My State code follows the IRC; "*R905.2.8.3 Sidewall flashing.* Flashing against a vertical sidewall shall be by the step-flashing method. The flashing shall be a minimum of 4 inches (102 mm) high and 4 inches (102 mm) wide. At the end of the vertical sidewall the step flashing shall be turned out in a manner that directs water away from the wall and onto the roof and/or gutter." From; http://publicecodes.cyberregs.com/icod/irc/2009/icod_irc_2009_9_par033.htm

Yours may be different, though highly unlikely as most codes refer to the manufacturers directions for the warranty, and meeting product use; check with local AHJ. 
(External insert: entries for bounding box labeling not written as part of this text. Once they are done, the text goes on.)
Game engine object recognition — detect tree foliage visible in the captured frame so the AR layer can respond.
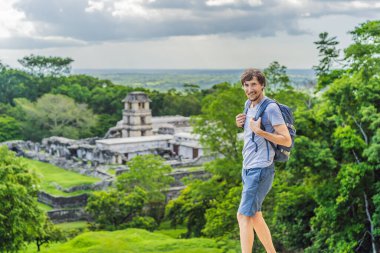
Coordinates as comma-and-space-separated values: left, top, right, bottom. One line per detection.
0, 146, 43, 252
18, 54, 74, 76
15, 94, 96, 140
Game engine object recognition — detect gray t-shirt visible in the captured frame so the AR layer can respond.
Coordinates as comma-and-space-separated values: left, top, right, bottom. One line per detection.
242, 97, 285, 169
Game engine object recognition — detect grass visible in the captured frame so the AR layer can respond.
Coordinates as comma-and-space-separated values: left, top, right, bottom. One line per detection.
22, 158, 100, 196
25, 229, 222, 253
38, 202, 53, 212
55, 221, 87, 230
154, 221, 187, 239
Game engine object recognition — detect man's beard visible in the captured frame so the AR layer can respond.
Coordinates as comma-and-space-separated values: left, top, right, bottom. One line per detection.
249, 94, 260, 102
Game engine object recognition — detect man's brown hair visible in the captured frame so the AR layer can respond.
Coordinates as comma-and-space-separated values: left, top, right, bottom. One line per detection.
240, 68, 266, 87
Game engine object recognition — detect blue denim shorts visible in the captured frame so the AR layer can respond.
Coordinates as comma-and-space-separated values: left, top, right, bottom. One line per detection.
238, 164, 274, 216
I have installed 5 or so different brands of asphalt and all required sidewall step flashing. From an Inspector's link; "If you see continuous, one-piece flashing like this used as sidewall flashing with shakes, shingles or slate, it’s a defective installation, no matter how often you see it." 
From; Mastering Roof Inspections: Flashing, Part 2 - InterNACHI http://www.nachi.org/flashing-part2-13.htm#ixzz2oo4UH94Z

The pictures there pretty much nailed it.

Gary

​


----------



## AndyWRS (Feb 1, 2012)

More than likely it's just a cover piece, the step flashing is hidden by it. A single pc of flashing is an indication of a potential problem, not a given that it was done incorrectly...it just requires a bit more investigating before it's called incorrect. 

The debris issue is valid though, I would be hesitant to do such a detail if the roof collects a lot of debris. But if the HO complained about the side wall look with step flashing, I would cover it up with a similar detail to Toms.


----------



## Tom Struble (Dec 29, 2008)

the small 3/4 '' return is a non issue as to debris or mold,actually much less of an issue had there been a trim board installed

when you elevate the siding on a rake wall the tins must be much larger,they weren't which required the counter,it's removable and much better looking than exposed tins


----------